Nell’incontro virtuale dell’altro giorno con l’Organizzazione degli Stati americani, Boluarte ha detto di avere fatto di tutto per spingere il Congresso a fissare le elezioni presidenziali e legislative il più presto possibile. Mentre pare che col suo gabinetto stia studiando un provvedimento mediante cui anticipare le elezioni a fine anno, aprendo così potenzialmente lo scontro anche con gli ambienti che ancora la sostengono. È difficile prevedere se sarà in grado di mantenersi al potere fino alla celebrazione delle elezioni, o se la spinta delle piazze non la costringerà a dimettersi.
Intanto, uno studio dell’Instituto de estudios peruanos (Iep) di gennaio dice che il 50% della popolazione peruviana appoggia la protesta, mentre il 46% è contraria. Se Boluarte dovesse dimettersi, al suo posto andrebbe il presidente del Congresso, José Williams Zapata, appartenente alla destra oppositrice di Castillo. Dal punto di vista di chi protesta, si passerebbe dalla padella alla brace.
Alcuni governatori regionali hanno proposto che a dimettersi sia tutta la dirigenza del Congresso, per permettere a qualche altro legislatore di assumere la presidenza, nel caso in cui Boluarte (che, sempre secondo Iep, ha il 71% della disapprovazione) getti la spugna. Ma sembra pure questa una proposta debole, visto il rifiuto generalizzato di ogni formazione politica attualmente in parlamento da parte di chi protesta. E mentre anche a Lima il 52% della popolazione, con il 72% dei giovani, giustifica le manifestazioni, il 38% degli intervistati pensa che esse siano vincolate al terrorismo, mentre il 13% le vede legate alle economie illegali. Al contrario, nel resto del Paese, il 50% ritiene che a protestare siano cittadini spontanei o organizzati.

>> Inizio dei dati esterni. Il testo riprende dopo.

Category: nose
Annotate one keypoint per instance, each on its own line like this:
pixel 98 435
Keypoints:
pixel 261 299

Vista la situazione, un’altra possibile via d’uscita, spalleggiata dal 69% della popolazione, potrebbe essere la nascita di un’Assemblea costituente. Ma la crisi e la frammentazione del tessuto politico peruviano difficilmente potranno condurre le parti in gioco su un terreno di valori e principi condivisi, favorevole alla stesura di una nuova Carta fondamentale. Al tempo del ballottaggio tra Castillo e Keiko Fujimori, il cui padre lo aveva battuto quando si era candidato alla presidenza, il premio Nobel della letteratura, Mario Vargas Llosa, aveva espresso il suo appoggio alla figlia dell’antico avversario. Neoliberista e avverso da tempo a ogni forma di progressismo in politica, Vargas Llosa si era lasciato andare alla profezia che Castillo avrebbe portato il caos nel Paese, provocando il ritorno della dittatura militare. C’è solo da sperare che avesse torto.